Am 06.01.2022 um 10:33 schrieb Andrew Burgess:
> * Simon Sobisch via Gdb-patches <gdb-patches@sourceware.org> [2022-01-06 08:58:38 +0100]:
> 
>>> From: Andrew Burgess <andrew.burgess@embecosm.com>
>>>
>>> This commit splits the set/show print elements options into two.  We
>>> retain set/show print elements for controlling how many elements of an
>>> array we print, but a new set/show print characters is added which is
>>> used for controlling how many characters of a string are printed.
>>> [...]
>> Reference to the full patch:
>> https://sourceware.org/pipermail/gdb-patches/2021-December/184467.html
>>
>>
>> I really like the general idea and would like to see this added, but I
>> think the patch goes too far and will break both old and new usage.
> 
> I don't understand what "new usage" means here.

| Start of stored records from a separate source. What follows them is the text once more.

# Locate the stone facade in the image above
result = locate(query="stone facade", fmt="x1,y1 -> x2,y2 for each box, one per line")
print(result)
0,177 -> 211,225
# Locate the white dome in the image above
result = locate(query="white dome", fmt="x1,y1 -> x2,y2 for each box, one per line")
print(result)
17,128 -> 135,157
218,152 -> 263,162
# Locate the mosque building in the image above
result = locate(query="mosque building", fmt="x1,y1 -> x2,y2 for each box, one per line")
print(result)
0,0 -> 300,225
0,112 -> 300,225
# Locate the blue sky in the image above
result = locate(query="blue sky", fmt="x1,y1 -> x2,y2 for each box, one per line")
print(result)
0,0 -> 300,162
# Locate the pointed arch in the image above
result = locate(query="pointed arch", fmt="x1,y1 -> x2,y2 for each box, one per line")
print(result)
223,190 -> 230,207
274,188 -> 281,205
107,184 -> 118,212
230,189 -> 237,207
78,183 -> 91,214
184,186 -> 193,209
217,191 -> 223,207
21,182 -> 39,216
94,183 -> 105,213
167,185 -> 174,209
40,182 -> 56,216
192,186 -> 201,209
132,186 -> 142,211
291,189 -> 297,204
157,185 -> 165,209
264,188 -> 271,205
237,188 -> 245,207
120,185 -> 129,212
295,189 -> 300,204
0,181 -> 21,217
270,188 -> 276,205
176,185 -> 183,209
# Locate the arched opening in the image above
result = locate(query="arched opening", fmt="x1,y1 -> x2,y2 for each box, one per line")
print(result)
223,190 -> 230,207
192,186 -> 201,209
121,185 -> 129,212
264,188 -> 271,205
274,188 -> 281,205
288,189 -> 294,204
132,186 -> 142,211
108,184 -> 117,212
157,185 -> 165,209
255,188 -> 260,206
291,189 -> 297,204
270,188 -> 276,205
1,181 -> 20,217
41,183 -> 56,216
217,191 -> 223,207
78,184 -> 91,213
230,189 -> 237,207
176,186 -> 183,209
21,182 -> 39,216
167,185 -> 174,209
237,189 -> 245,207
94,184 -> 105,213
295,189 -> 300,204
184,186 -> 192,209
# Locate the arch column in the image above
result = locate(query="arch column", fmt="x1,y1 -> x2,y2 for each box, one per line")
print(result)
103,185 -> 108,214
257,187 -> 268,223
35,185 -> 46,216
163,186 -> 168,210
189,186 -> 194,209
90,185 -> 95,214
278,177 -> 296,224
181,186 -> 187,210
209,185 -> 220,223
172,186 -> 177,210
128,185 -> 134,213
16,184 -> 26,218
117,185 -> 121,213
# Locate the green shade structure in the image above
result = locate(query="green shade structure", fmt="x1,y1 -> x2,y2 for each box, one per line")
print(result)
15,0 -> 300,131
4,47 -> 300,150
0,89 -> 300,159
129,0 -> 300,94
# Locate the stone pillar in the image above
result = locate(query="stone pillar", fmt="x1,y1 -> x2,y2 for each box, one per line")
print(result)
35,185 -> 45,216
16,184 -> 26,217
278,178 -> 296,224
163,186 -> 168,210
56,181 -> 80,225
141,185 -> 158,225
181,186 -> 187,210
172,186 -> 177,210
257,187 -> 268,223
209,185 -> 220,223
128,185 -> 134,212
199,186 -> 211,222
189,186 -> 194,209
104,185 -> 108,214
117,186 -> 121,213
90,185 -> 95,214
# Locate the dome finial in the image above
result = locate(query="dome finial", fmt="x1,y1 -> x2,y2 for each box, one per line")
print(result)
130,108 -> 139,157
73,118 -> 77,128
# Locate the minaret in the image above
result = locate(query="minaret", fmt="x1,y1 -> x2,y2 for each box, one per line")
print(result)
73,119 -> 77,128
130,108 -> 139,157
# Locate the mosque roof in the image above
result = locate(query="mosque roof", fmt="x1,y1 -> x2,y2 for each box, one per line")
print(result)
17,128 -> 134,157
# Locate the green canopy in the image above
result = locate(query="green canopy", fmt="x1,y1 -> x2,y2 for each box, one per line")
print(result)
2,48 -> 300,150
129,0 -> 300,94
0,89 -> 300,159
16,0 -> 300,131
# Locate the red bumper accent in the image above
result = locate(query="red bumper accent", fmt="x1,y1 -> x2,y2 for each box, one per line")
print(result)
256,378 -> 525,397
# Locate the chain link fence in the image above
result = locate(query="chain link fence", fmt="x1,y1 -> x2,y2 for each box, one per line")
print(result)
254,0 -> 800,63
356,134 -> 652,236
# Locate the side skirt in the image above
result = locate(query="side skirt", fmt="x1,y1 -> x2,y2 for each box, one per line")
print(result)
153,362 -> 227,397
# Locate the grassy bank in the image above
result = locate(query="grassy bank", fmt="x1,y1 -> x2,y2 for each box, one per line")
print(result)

Thanks for checking, that was unclear. With "new usage" I've meant that 
if someone temporarily sets the new variable in an extension there is no 
way to get back. The "-1 magic value" I've suggested would also allow a 
temporary setting outside of "with print characters ".

That actually reminds me of a documentation question I had: Does the 
implementation actually return the amount of characters (especially when 
the char array which is printed from has multiple multi-byte characters 
with combining symbols)?

>> In my opinion there should be only 1 new test for the new setting and
>> the other should be left unchanged while still working, because then
>> existing usages will still work, too.
>>
>> To do so the new parameter cannot be directly used as it is in the patch
>> but must be fowarded to a new function or duplicated.
>>
>> As an example this would mean instead of :
>>
>> --- src.orig/gdb/c-valprint.c
>> +++ src/gdb/c-valprint.c
>> @@ -271,7 +271,7 @@ c_value_print_array (struct value *val,
>>
>>      for (temp_len = 0;
>>   	   (temp_len < len
>> -	    && temp_len < options->print_max
>> +	    && temp_len < options->print_max_chars
>>   	    && extract_unsigned_integer (valaddr + temp_len * eltlen,
>>   					 eltlen, byte	_order) != 0);
>>   		   ++temp_len)
>>
>> have the following
>>
>>
>> +   const int print_max_chars = (options->print_max_chars != -1) ?
>> options->print_max_chars : options->print_max;
>>      for (temp_len = 0;
>>   	   (temp_len < len
>> -	    && temp_len < options->print_max
>> +	    && temp_len < print_max_chars
>>   	    && extract_unsigned_integer (valaddr + temp_len * eltlen,
>>   					 eltlen, byte_order) != 0);
>>   		   ++temp_len)
> 
> What follows is just my thoughts on what you propose.  This work was
> being done for a client of Embecosm's, and Maciej is now driving this
> patch, so what he does is up to him.  That said...
> 
> I did consider this when I originally wrote the patch.  But decided
> against it in the end.
> 
> I agree that maintaining backwards compatibility is important.

:-)

> But I think we should be careful about going over the top to avoid breaking
> changes.

I think that depends on the actual implementation effort and additional 
technical dept introduced.

> IMHO GDB script is not equivalent to something like C, C++, Python,
> etc, where I would certainly expect complete backwards compatibility.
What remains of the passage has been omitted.